Quite a sad history attached to this place. 

Built around 1760, the house was originally a typical aristocratic manor style gaff, with a large walled garden and immaculate grounds. Almost prophetically, the last private owner was declared insane in around 1821 and the site was sold to the health services. Shortly after it became an annexe for the infamous West Park asylum. Uncannily, the building's final incarnation was as an old people's home before it was retired from service. it was ravaged by fire in 2005 and now stands as you see it in the images.

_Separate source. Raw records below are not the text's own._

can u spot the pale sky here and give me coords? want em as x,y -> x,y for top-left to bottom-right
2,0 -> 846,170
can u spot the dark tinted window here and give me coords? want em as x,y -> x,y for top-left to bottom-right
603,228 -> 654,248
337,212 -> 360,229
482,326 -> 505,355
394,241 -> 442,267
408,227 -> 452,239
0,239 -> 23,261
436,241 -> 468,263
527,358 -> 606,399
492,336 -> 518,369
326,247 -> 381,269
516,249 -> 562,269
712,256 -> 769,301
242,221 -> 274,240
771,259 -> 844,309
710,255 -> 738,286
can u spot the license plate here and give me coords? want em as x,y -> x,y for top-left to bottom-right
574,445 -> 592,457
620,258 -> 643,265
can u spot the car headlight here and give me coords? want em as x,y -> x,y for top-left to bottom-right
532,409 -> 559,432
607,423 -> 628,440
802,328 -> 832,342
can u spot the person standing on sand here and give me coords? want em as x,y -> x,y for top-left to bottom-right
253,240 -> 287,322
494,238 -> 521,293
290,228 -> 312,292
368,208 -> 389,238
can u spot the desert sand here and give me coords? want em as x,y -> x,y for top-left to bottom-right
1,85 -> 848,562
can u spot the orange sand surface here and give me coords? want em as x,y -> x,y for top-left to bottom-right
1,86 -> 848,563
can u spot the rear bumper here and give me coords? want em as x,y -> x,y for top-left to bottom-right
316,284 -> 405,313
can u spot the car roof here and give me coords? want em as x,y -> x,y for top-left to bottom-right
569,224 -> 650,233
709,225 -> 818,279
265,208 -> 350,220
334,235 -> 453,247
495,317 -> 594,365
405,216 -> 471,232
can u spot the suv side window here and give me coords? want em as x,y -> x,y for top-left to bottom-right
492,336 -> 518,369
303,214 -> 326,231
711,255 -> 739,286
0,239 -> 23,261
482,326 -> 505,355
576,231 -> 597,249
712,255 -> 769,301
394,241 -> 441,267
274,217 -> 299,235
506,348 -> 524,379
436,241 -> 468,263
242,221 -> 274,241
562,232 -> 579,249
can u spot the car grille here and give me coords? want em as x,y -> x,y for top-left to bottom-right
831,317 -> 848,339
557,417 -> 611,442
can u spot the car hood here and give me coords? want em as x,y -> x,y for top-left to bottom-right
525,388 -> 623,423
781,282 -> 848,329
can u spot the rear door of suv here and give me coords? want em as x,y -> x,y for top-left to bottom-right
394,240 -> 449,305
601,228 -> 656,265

A really enjoyable explore with Flame.


The exterior:








At least someone took notice of us being there:







Various domestic debris around the site:







The entrance, with some seriously dodgy floor:







The roof, totally gutted, probably during the fire:







What looked like a safe:







Room and doorway:







Broken door:







This was bizarre. Rubber gloves filled with liquid and dangled from the ceiling:







Always time for refreshment:







Clear evidence of fire damage:







We felt like naughty kids upon reading this:







The still impressive stairway:







Given the building's historical synergy with its occupants, we decided to try and inject a human element to it, just one last time:

















Thanks as always for your interest!

Vertex


----------



## tom46 (Jul 12, 2010)

Never knew the history! That's great. Also the close up shot of the young lass is lovely  Good job.


----------



## Vertex (Jul 12, 2010)

Thanks a lot mate. It's a really cool place; kind of tranquil in its own way. The history really is sad though.


----------



## racingstripes (Jul 12, 2010)

nice photographs

that staircase is awesome! id really like to see that


----------



## mookster (Jul 13, 2010)

Never seen such a detailed report of this often overlooked part of West Park, nice one


----------



## parcans (Jul 13, 2010)

Great work!

I love the two shots of the girl in the corner and doorway - that's seriously nice photography!


----------



## malloryroxx (Jul 13, 2010)

thats brilliant, you got some great stuff from such a scorched shell, love the stairs!


----------



## fallstern (Jul 13, 2010)

*Perfect*

The house is magnificent and the shots with the girl really spice up the atmosphere.Great work, really.


----------



## webby (Jul 14, 2010)

*hello im new here*

what a sad tale! but your photos are great where in surrey is it?
you should get them published nice to meet you
webby


----------



## BrimstoneWarrior (Jul 14, 2010)

Hi,

I really enjoyed reading your post and your photos were amazing. Really like the ones with girl in, really spooky stuff.

Cheers


----------



## bungle bonce (Jul 14, 2010)

Fantastic story with great pics.
I can't be the only one spooked by the 2 photos - girl in doorway and corner!
Shivers up my spine, well done.


----------



## UrbanX (Jul 14, 2010)

Nice one! Great shots, +1 for the love of the stairs!


----------



## Andrew. (Jul 19, 2010)

Hollywood is just up the road from me, been in there a few times and even found a way into the basement, YOU MUST BE VERY CAREFUL! GOT CHASED BY PIKEYS TO STEW PONDS FROM THERE! If you go i suggest parking down the road and walking up. just to let you know, oh and great pictures of what i imagine was once a great looking building


----------